Another example: Not long ago, after getting my usual BuzzFeedVideo Try Guys YouTube.com fix, I was driving aimlessly around the site when I came upon a video that was titled, “50 First Dates Full Movie”. Well, I love 50 First Dates, and hadn’t seen it in years. It was right there, on YouTube for free, so I watched it. It was GREAT. And guess what? I didn’t feel even remotely guilty for having watched. I didn’t steal the movie, didn’t post it online, and didn’t do some nefarious deep web search for ‘pirate adam sandler drew barrymore torrent download’…it was on youtube, and I watched it. I did not send the creators of 50 First Dates a check for 3.99, nor did I email YouTube to tell them that the movie was there.

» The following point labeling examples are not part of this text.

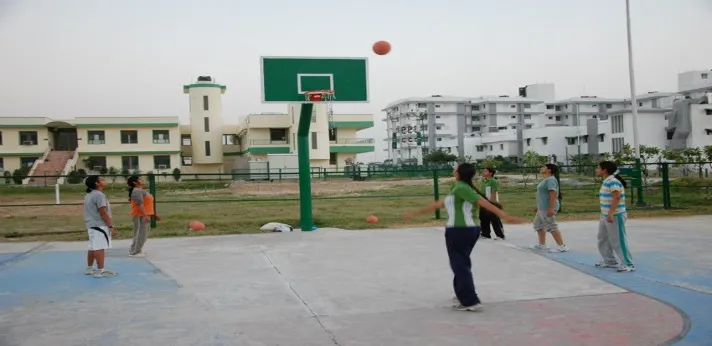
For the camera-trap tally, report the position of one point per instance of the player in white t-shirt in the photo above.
(97, 218)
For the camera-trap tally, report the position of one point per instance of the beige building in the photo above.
(161, 144)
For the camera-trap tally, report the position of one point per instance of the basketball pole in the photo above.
(306, 218)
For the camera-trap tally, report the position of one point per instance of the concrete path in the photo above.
(382, 287)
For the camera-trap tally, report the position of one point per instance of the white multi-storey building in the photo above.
(506, 126)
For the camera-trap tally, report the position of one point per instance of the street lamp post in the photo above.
(634, 105)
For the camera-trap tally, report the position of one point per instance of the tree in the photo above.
(533, 160)
(707, 150)
(439, 157)
(625, 155)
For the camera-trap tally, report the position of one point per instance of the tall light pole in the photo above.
(634, 106)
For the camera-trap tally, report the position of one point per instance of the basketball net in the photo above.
(323, 96)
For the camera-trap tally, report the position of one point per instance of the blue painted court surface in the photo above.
(387, 287)
(47, 277)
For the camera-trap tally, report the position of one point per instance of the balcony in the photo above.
(352, 145)
(268, 146)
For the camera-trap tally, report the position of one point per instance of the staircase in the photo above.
(53, 165)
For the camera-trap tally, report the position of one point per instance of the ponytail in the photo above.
(618, 176)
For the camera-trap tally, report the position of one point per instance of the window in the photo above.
(96, 137)
(129, 137)
(162, 162)
(129, 162)
(28, 137)
(161, 137)
(96, 163)
(278, 135)
(27, 161)
(229, 139)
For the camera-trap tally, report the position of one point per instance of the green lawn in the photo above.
(243, 207)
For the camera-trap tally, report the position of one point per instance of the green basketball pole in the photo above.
(305, 207)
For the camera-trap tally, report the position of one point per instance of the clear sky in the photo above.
(70, 58)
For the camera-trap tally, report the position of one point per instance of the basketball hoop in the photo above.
(323, 96)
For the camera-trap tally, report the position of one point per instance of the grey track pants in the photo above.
(141, 229)
(613, 242)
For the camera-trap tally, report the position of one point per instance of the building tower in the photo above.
(206, 121)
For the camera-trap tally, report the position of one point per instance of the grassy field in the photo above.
(27, 213)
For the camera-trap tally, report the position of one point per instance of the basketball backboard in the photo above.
(285, 79)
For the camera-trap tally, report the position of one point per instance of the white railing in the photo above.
(68, 167)
(34, 166)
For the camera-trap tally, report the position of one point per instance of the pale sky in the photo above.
(70, 58)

So….did I steal this movie? Did I participate in internet piracy? Should the makers of the movie come to my house and shake me down for a few bucks, just to keep things on the up and up?

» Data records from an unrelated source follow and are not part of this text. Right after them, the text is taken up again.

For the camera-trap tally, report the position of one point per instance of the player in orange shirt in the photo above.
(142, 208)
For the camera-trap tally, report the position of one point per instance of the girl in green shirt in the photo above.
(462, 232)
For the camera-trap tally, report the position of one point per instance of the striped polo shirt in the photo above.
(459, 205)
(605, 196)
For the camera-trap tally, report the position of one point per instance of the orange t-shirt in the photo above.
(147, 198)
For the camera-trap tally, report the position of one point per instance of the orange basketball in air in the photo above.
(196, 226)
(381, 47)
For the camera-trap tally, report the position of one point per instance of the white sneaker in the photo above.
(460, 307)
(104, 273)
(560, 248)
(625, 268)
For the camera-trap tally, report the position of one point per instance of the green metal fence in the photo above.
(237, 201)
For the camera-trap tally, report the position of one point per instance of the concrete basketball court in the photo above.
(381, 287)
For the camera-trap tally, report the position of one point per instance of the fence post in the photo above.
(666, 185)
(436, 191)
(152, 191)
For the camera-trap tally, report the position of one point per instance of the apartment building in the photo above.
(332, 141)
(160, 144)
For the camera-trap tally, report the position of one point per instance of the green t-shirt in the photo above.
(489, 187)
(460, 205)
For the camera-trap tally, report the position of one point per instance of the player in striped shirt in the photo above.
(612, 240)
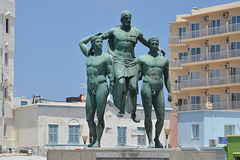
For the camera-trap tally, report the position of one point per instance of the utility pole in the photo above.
(5, 14)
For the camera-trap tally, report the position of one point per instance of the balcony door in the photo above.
(215, 77)
(195, 54)
(235, 23)
(195, 30)
(182, 33)
(235, 49)
(235, 100)
(215, 23)
(195, 79)
(196, 102)
(215, 51)
(216, 101)
(235, 75)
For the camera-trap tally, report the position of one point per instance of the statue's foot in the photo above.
(120, 113)
(135, 118)
(151, 145)
(91, 144)
(96, 145)
(158, 144)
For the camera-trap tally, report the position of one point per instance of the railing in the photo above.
(204, 32)
(207, 82)
(205, 57)
(216, 106)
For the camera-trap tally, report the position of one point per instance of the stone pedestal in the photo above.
(129, 154)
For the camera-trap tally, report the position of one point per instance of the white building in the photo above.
(61, 125)
(7, 20)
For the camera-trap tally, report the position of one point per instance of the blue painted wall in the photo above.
(211, 126)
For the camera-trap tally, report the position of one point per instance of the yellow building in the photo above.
(205, 58)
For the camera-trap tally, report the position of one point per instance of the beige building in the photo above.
(7, 20)
(205, 58)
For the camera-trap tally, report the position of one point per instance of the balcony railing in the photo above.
(205, 57)
(205, 32)
(207, 82)
(216, 106)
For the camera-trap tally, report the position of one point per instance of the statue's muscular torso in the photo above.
(152, 69)
(124, 41)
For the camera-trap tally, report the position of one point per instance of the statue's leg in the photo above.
(101, 98)
(146, 95)
(132, 97)
(119, 97)
(90, 112)
(159, 106)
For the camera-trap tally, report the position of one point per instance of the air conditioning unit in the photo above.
(206, 18)
(206, 68)
(227, 66)
(212, 142)
(227, 91)
(225, 15)
(207, 43)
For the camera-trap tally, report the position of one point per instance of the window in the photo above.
(5, 129)
(183, 56)
(195, 131)
(235, 23)
(235, 100)
(142, 137)
(196, 102)
(228, 130)
(195, 79)
(195, 30)
(235, 49)
(53, 134)
(6, 58)
(195, 54)
(216, 23)
(182, 78)
(215, 77)
(7, 25)
(182, 32)
(74, 134)
(5, 92)
(216, 101)
(215, 51)
(23, 103)
(122, 136)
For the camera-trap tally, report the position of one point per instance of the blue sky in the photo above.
(48, 61)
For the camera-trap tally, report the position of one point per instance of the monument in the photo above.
(121, 44)
(153, 67)
(99, 66)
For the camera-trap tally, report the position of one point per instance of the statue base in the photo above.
(129, 154)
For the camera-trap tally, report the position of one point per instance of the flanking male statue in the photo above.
(124, 71)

Whatever. It’s YouTube. They know it’s there – if anyone knows, the big production companies do, exactly where their content is being shared. And more importantly, they KNOW that some folks steal; they also know that lots of folks, when confronted with an easy, free, in-your-face option, will likely sit back with a cold beer and watch Joe Dirt on Putlocker rather than paying to download it from Amazon or something. And it’s their responsibility to make sure that there are as few places for the (relatively innocent) general public to come in contact with this pirated material as possible.

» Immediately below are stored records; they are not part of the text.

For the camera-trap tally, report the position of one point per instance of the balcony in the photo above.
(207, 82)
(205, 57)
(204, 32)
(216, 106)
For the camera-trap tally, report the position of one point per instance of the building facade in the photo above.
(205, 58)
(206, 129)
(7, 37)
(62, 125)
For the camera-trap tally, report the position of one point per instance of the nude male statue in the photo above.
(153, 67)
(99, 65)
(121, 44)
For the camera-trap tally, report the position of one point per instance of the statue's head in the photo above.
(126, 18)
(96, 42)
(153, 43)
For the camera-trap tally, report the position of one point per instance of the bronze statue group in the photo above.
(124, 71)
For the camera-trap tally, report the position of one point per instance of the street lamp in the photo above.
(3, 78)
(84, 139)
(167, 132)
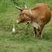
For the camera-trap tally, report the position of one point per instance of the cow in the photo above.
(38, 16)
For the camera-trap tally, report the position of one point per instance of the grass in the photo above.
(23, 40)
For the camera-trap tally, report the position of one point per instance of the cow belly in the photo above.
(36, 25)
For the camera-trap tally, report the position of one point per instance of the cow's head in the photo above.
(24, 15)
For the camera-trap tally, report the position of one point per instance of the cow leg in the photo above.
(34, 31)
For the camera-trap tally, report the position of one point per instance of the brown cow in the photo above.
(38, 16)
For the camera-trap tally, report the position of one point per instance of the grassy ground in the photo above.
(23, 40)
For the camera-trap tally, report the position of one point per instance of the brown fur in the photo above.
(40, 14)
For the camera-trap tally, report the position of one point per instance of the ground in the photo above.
(23, 40)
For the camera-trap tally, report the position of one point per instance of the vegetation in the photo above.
(22, 40)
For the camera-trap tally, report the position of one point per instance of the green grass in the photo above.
(22, 40)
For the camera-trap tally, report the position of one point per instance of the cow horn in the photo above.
(18, 8)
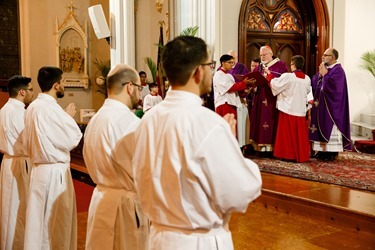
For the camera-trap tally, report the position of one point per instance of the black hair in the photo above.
(181, 56)
(335, 54)
(225, 58)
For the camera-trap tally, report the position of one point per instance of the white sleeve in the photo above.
(147, 104)
(233, 181)
(278, 85)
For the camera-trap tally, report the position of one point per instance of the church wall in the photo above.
(353, 35)
(38, 45)
(147, 32)
(350, 33)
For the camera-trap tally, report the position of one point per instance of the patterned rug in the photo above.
(350, 169)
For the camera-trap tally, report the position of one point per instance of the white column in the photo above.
(122, 32)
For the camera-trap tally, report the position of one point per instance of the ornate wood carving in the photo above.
(289, 27)
(71, 51)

Now let’s talk about how this applies directly to spanking videos – we’ll use mine as an example. Unlike ‘regular’ porn, which is shared on thousands upon thousands of websites from Algeria to Zimbabwe every second of every day, there are relatively few spanking content sharers. They are still there, and they are busy boys and girls, but there aren’t millions of them, and they’re usually pretty easy to find, as we spankos congregate in many fewer places than the typical porn enthusiast.
The concept that my business could be irrevocably damaged by internet piracy of my video content is somewhat ridiculous. If occasional (or even regular, repeated) theft caused businesses to fail, as a singular cause, no company would be able to sustain business for any amount of time whatsoever. Remember the peppermints? EVERY business owner deals with theft, and every one should have ways of keeping it to a minimum. If Walmart didn’t hire security guards, they’d sort of deserve it, wouldn’t they? (Go ahead, admit it. We expect people to protect their own property – we’d look askance at a neighbor who complained about being burglarized if they left their front door wide open, wouldn’t we?) Likewise, if I didn’t police and protect my own content, then I’d expect that folks wouldn’t feel too sorry for me if it got jacked.
Even the big porno companies are obviously still doing a booming business in spite of enormously high piracy figures. Why? Because there are over 8 billion people on the planet, most of them have internet connections, and most of them like porn. Even when theft is considered, that’s still one helluva healthy market, my friends.
Yes, piracy is an issue with which we producers must deal. But it’s not your problem, it’s not yours to police, and it’s certainly not your fault. Do me a favor:
Let me #policemyporn – you just enjoy it.